Implementations of project management offices or project management governance often have limited success due to a poor understanding not only of where the organization is starting but also of what they are trying to achieve with the implementation. The Management Solutions’ Project Management (PM) Assessment and Recommendation Process was developed to address this problem. The process takes input from key stakeholders and effectively documents the current state of PM maturity in the organization. The state of PM in an organization is often over or underestimated by upper management. The process identifies current areas of strengths as well as weaknesses so the starting point and issues are understood by all stakeholders.


Identifies the desired results of the implementation. 

The process aggregates information across stakeholders and identifies the key results desired as a result of the implementation. This will allow appropriate tailoring of recommended solutions to address key needs.


Prioritize implementation steps. 

The process will identify the results which will address the primary changes needed as a result of stakeholder evaluation. This will allow the development of an implementation plan which will provide the most impactful results on the front end.


Forecast and track the anticipated ROI on the PM initiative. 

The return, or value of PM, can be difficult to assess. The process uses a projection of future state value as identified by the stakeholders compared against the current state value to determine the return. The return is periodically compared against the investment to date to validate ROI.


Project Management Maturity Assessment.

The objective of the PM Maturity Assessment is to provide an accurate depiction of the organization’s current and desired states of standardized project management maturity. This information is obtained through a series of questions about the current and desired role of the PM organization or governance in a number of specific areas. The results are compiled in a report and current, desired, and best practice states are compared. This allows the implementation team to have a clear picture of the goals of the implementation. Every organization will have a specific desired, or target, state based on the needs of that organization. Not all organizations need or want, every PM capability and this process will help the stakeholders come to an agreement on what success looks like.


The PM Maturity Assessment includes the following:

Identifying the key stakeholders of the project management initiative. This should include the appropriate decision-makers that represent the opinions of all stakeholders associated with the implementation effort.

Allow each stakeholder to take a PM Maturity survey.
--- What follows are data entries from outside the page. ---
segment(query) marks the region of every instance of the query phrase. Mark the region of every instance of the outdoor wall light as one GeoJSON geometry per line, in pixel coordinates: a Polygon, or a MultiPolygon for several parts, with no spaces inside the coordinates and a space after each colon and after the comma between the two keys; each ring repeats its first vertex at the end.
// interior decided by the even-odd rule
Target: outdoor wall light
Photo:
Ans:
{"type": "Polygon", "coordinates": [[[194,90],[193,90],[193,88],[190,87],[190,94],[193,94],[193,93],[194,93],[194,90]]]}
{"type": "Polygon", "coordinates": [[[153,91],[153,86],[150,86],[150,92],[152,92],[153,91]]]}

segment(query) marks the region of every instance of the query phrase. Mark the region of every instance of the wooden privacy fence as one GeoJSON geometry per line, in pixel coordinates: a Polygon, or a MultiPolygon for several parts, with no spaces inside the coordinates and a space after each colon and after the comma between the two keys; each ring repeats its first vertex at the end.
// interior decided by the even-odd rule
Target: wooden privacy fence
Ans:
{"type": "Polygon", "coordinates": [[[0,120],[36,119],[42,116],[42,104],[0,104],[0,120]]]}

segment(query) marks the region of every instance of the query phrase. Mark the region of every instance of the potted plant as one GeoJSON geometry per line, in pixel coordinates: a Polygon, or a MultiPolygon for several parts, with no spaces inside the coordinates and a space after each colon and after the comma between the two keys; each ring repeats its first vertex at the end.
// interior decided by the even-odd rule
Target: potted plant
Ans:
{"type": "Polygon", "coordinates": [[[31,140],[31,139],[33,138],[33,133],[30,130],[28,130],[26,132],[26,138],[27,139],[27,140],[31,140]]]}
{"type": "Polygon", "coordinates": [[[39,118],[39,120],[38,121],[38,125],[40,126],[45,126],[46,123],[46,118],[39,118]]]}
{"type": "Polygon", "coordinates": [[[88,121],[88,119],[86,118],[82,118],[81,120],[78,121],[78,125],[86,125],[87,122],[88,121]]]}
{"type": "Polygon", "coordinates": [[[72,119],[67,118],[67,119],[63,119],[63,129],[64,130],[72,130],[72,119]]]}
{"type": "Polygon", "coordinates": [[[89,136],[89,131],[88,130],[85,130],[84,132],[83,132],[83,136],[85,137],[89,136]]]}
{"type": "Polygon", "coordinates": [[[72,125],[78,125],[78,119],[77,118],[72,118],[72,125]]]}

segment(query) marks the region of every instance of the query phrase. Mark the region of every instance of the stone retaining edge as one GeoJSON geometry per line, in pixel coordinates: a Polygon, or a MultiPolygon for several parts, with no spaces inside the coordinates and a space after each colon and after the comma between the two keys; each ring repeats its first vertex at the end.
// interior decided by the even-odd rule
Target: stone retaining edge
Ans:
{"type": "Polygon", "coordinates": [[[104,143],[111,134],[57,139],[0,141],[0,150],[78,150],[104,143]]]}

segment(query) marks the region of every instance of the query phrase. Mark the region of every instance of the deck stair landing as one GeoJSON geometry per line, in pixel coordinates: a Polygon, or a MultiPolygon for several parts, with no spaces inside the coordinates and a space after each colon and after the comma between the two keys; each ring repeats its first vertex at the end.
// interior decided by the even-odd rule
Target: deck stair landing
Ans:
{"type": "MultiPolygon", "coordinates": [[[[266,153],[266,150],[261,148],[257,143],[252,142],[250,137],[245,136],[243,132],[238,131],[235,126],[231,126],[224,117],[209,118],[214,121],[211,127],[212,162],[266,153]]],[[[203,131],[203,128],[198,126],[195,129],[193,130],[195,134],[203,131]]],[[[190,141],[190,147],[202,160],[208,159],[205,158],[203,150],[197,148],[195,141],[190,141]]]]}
In general, the surveys are taken independently, identified only by the role in the organization (PM, Lead, etc). This allows all stakeholders to have a voice and prevents the domination of the discussion by particular groups or individuals. This survey assesses the current state PM maturity in the organization as well as the target state. The surveys deal with competence, strategic, environmental, functional, and methodological areas. A weight can be assigned by role to reflect the key participants.

Aggregate results and present them to stakeholders for discussion. A facilitator will work with the group to understand the collective responses and reach agreement on the current and target states

Reassess the PM Maturity at various milestones during the implementation, and compare the results to previous assessments to determine progress or changes.

Below is an example of the output available:


Project Management Functional Assessment

The PM Functional Assessment identifies and prioritizes the specific PM benefits desired by the stakeholders. This allows the implementation to balance the functions and services to be implemented with the expected benefit and prioritize implementation to achieve the maximum results in the shortest time.


The PM Functional Assessment includes the following:

Selection and prioritization of specific desired PMO benefits by the Stakeholders as part of the initial questionnaire. Map the desired benefits to specific PM functions/services which would be required to fulfill each expected benefit identified in the survey. The results are then aggregated to identify and prioritize the most required functions. Based on the number of expected benefits that are identified consideration should be given to recommending a phased approach.

A clear communication of each expected benefit and required PMO function/service should be supplied to the customer, as well as, a draft of the phased approach if it exists. The expected benefits should correlate with the targeted maturity level, if they do not that gap should be addressed by Management Solutions and agreed upon by the client.


Implementation Roadmap

The results of the PM Maturity Assessment and the Functional Assessment are compiled and evaluated and a recommended implementation roadmap is developed. This roadmap considers the target PM state desired, along with the prioritized specific benefits identified, as well as logical interactions between implementation elements. This allows the most needed elements to be implemented early while ensuring the entire implementation is considered and planned in an efficient sequence.


Determination of ROI

To identify the returned value of the PM initiative, there are two approaches that can be used. Existing research can be used to predict the expected improvement in project metrics, and a more detailed process can be followed to measure success as the initiative is implemented.

As an initial assessment, research shows that as an organization matures, certain efficiencies can be expected. The results of the PM Maturity Assessment can be used to predict antedated impacts to project performance between the existing state and target state. This can be used to determine if the implementation is likely to achieve the desired improvement. The graph below shows the general change in cost and schedule index as an organization matures. These numbers can be used in conjunction with the current profit margins to predict improvements in profits at the target state.

To identify and monitor the ROI as the initiative progresses, a baseline should be developed at completion, and cost and schedule results should be compared to initial project baselines. At key milestones of the implementation and periodic points after the implementation, the results of the current system should be calculated and compared to the baseline to quantify and monitor improvement in performance.